Apache Kafka set the template, but Apache Pulsar and Redpanda answer real production pain points. Choosing between them depends on your operational model (managed vs self-hosted), your latency SLOs, and whether you need geo-replication out of the box.
Storage architecture
Kafka: log per partition, partition lives on one broker, replicated to N. Scaling = adding partitions. Pulsar: separates broker (stateless) from storage (BookKeeper). Brokers are interchangeable; you can rebalance in seconds. Redpanda: single-binary Kafka-compatible broker in C++, no JVM, no ZooKeeper. Inherits Kafka's storage model but with thread-per-core.
Latency profile
| Broker | p99 latency (1KB) | Why |
|---|---|---|
| Kafka | 5-15 ms | OS page cache + JVM GC pauses |
| Pulsar | 5-20 ms | Broker → BookKeeper hop |
| Redpanda | 1-5 ms | Thread-per-core, no GC |
Operational model
Kafka has the broadest tooling but is operationally complex — you tune JVM, ZooKeeper (until KRaft), and broker counts separately.
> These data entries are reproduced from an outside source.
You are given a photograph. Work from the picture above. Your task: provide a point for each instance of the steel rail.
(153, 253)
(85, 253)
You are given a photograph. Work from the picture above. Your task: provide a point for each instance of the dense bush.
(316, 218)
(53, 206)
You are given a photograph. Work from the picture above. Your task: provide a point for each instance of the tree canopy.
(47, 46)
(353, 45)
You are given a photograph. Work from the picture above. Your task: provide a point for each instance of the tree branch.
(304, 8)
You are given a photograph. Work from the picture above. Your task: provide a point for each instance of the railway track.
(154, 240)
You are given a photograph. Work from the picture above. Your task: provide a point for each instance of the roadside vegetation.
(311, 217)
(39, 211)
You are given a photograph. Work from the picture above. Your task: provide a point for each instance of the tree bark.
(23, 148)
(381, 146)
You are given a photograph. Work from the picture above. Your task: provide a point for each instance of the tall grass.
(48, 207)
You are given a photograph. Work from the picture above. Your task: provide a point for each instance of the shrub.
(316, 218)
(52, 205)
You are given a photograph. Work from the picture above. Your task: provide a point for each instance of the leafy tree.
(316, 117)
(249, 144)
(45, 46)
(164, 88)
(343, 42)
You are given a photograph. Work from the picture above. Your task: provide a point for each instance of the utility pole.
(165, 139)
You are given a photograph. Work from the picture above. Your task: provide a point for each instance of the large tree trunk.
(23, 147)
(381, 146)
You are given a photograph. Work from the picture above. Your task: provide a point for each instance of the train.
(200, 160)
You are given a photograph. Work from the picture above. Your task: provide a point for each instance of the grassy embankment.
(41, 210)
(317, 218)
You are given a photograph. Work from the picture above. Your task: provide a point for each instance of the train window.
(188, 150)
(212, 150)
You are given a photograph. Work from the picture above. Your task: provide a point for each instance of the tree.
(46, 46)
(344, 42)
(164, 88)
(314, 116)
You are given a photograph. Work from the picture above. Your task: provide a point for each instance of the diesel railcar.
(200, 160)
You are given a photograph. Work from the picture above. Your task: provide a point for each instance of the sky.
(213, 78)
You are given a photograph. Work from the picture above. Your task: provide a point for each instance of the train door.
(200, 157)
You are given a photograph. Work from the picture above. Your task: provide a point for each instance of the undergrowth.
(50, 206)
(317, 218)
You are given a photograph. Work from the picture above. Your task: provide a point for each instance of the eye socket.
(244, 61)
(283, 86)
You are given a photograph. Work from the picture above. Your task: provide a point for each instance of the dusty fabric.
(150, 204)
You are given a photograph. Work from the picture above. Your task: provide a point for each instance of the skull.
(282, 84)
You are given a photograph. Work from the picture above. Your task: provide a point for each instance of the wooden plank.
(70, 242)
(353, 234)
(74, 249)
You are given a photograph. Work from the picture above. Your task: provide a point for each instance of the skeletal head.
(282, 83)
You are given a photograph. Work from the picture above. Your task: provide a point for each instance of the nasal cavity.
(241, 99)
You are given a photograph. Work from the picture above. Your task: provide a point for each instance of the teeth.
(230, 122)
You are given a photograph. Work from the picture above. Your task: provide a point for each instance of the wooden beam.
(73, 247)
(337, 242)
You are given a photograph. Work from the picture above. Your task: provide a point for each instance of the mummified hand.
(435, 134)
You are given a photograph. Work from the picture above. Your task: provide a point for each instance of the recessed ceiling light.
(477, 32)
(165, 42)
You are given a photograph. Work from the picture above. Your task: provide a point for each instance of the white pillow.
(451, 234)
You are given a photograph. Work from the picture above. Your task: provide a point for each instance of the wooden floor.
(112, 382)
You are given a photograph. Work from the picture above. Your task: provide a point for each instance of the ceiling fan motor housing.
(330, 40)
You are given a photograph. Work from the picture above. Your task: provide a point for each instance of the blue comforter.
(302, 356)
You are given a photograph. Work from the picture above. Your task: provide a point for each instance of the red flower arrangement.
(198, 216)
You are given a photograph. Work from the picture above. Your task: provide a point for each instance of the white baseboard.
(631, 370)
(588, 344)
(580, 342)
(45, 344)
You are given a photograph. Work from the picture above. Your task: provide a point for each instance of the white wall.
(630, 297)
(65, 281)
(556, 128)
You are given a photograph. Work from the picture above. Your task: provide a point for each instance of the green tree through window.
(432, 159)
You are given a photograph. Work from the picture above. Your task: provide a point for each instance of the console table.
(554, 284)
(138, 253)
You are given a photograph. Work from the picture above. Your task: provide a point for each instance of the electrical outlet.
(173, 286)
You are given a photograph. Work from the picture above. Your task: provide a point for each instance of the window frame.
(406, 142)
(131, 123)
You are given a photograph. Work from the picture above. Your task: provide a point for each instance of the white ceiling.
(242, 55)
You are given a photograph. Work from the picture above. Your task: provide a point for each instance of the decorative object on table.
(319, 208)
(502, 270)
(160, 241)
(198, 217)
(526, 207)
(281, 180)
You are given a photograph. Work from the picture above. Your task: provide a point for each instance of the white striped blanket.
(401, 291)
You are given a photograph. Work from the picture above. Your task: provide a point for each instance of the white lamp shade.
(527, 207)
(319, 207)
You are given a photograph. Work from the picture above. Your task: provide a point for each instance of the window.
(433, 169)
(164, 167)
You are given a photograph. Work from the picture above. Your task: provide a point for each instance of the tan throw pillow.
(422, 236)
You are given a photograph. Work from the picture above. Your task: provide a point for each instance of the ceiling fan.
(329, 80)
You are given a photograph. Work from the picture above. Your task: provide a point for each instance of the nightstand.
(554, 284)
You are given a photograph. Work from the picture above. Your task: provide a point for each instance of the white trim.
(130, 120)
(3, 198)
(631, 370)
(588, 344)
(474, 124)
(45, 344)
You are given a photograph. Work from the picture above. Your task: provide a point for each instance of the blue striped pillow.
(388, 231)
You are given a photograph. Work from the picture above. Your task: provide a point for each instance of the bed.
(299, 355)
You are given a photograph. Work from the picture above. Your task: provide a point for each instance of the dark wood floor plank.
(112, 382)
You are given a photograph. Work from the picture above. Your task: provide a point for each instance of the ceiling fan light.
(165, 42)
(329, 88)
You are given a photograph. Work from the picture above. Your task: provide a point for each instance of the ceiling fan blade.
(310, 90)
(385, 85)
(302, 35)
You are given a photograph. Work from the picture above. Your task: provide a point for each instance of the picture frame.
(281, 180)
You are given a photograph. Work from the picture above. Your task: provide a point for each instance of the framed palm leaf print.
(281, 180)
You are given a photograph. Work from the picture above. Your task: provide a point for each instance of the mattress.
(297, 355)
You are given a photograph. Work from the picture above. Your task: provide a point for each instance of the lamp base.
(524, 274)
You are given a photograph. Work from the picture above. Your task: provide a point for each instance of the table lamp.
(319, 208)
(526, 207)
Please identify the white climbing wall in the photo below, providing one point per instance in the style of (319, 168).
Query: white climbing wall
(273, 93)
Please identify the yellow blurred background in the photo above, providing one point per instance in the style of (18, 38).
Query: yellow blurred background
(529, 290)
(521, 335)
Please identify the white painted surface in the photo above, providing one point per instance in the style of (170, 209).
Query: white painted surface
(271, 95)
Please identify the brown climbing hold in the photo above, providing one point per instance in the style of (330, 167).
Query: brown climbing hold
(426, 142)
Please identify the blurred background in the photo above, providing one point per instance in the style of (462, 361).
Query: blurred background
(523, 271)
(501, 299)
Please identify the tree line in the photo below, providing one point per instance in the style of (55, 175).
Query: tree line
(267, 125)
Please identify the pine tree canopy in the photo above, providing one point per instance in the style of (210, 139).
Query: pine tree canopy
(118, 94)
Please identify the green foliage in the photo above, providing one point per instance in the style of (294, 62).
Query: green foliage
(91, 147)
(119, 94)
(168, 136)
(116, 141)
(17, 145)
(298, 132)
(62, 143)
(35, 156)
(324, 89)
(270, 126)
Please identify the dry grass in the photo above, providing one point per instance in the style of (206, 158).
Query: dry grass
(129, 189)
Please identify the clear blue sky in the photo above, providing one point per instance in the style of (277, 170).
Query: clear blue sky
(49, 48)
Pulsar's broker/bookie split is conceptually cleaner but means more components. Redpanda is a single binary you ship — closest to 'just run it'.
Geo-replication
Pulsar wins here — multi-region replication is first-class. Kafka has MirrorMaker 2 (works, but extra cluster). Redpanda has cross-cluster replication via its own tooling. If your spec includes 'active-active across 3 regions,' start with Pulsar.
Decision matrix
Greenfield + low latency: Redpanda. Existing Kafka ecosystem (Kafka Streams, Connect, Schema Registry): stick with Kafka (Redpanda is wire-compatible too). Multi-region active-active: Pulsar. Want managed and not opinionated: Confluent Cloud or AWS MSK.